Intimacy. Partners’ sexual energy may not always coincide. Don’t be afraid to talk about how often you want to have sex and other intimate details. It will facilitate a better understanding in your couple. Since sex is an important aspect of a married life, you should make the things clear from the start.
Finances. When people start living together as a couple, one of the first issues they face is money. They need to discuss the way they will manage their finances in advance. You’ll purchase many things for your home, for daily use, so decide how you’ll form your budget. Naturally, you’ll want to save money for future investments or traveling. It’s difficult to give any tips on this aspect of your life because you should decide on the amounts you’ll spend and save.
Work-life balance. If you openly express your attitude to your partner’s overtime job and discuss your career plans, you’ll avoid many future conflicts. At the beginning of your marriage, you’ll want to spend a lot of time with your spouse and if your partner has a busy job and works even on the weekend, it may disappoint you. So, you need to be aware of your partner’s schedule and accept it. For example, you can agree that it’s necessary for the material well-being of your couple.
Living conditions. Maybe, you’ve always dreamed to live outside the city and your partner can’t imagine his/her life without hustle and bustle of a big city. You should discuss where you want to live and what conditions are comfortable for you.

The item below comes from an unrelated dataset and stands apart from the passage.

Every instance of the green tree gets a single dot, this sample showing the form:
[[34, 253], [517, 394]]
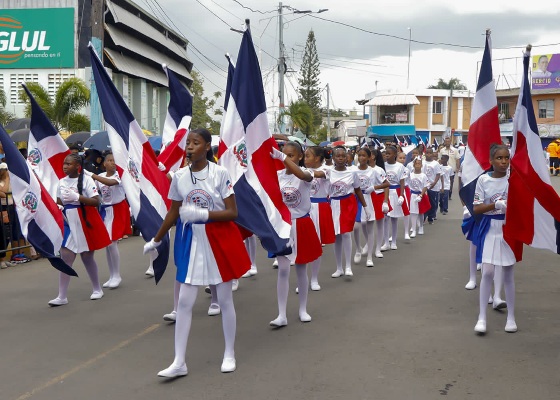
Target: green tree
[[301, 115], [453, 83], [5, 115], [63, 110], [203, 106], [309, 90]]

Kids. Many couples don’t touch upon this topic before marriage and then face the consequences after tying the knot. There are a lot of kids-related questions you should discuss. First, you should be on the same page as to when you want to have kids: will it be soon after a wedding or you need several years to establish your lives? Second, talk about how many children you want to have. Yet, you’ll know the answer only after your first baby arrives. You should also ask your partner’s opinion as to the possibility of adoption.
Religion. If you don’t discuss your religious beliefs in advance, you might have fights when you realize your partner is too religious or doesn’t respect your faith. In order to prevent any possible disagreement and misunderstandings, find the right time to talk about the role your religion plays in your and your partner’s life. It’s extremely important for your future life, especially when you’ll become parents.
Time with relatives. Your relations with your family may be different from the relations your partner has with their family. Since you were raised in different environments, you should discuss whether you’re going to visit your relatives, how often you need to go to your/your partner’s native town to see your parents, how you’re going to celebrate big holidays – with friends or in a family circle.
Values and views on marriage. Before making a vow, make sure you know each other’s views on marriage. What do expect from it? Do you want a posh ceremony or will it be only for you two? Discuss your responsibilities, chores, and lifestyle.